Derek has a hard time eating the delicious loaves of bread from the bakeries in our immediate neighborhood, despite the fact that they are the most delicious, varied and well-known in the city. It has nothing to do with the bread, and has everything to do with knowing that his wife knows perfectly well how to bake loaves of her own.
So, for these past months that I have been traveling, there has been little risen bread in the house and he has been resorting to tortillas and multigrain chips instead.
Not the same thing.
This loaf is truly a keeper; based off a ciabatta recipe from Peter Reinhardt’s Bread Baker’s Apprentice, requires two days to put together, but minimal babysitting. This means that this loaf, this dough, is a bit more wet than other doughs….and thus a bit more sticky. The first step is to make a biga, or pre-ferment; this is where a majority of the character in this bread is developed. It goes without saying that baking artisan bread is a specific, traditional process that requires a bit of practice. I have tried to simplify the steps here but don’t be discouraged if there are bits that don’t seem intuitive. There is no need to master kneading techniques – in fact the less you touch this loaf the more delicious it will be!
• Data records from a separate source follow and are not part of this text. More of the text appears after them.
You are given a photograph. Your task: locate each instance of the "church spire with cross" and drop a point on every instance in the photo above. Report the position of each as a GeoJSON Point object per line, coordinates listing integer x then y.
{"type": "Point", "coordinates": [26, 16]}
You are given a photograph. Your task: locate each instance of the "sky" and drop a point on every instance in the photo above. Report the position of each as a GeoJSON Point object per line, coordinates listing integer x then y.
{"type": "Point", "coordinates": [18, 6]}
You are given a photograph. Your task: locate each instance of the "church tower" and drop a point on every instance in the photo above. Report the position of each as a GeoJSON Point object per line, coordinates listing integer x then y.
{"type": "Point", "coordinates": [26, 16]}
The formula makes two smallish loaves and we have been eating it with hearty homemade soup, dipped in Spanish olive oil from Cork, and with healthy chunks of Spanish chevre and manchego, as an accompaniment to my ever popular Big-As-Your-Head salads.
A piece of stone tile, a water-only spray bottle, a thermometer and scale are a few tools that will help take your bread baking skills to the next level.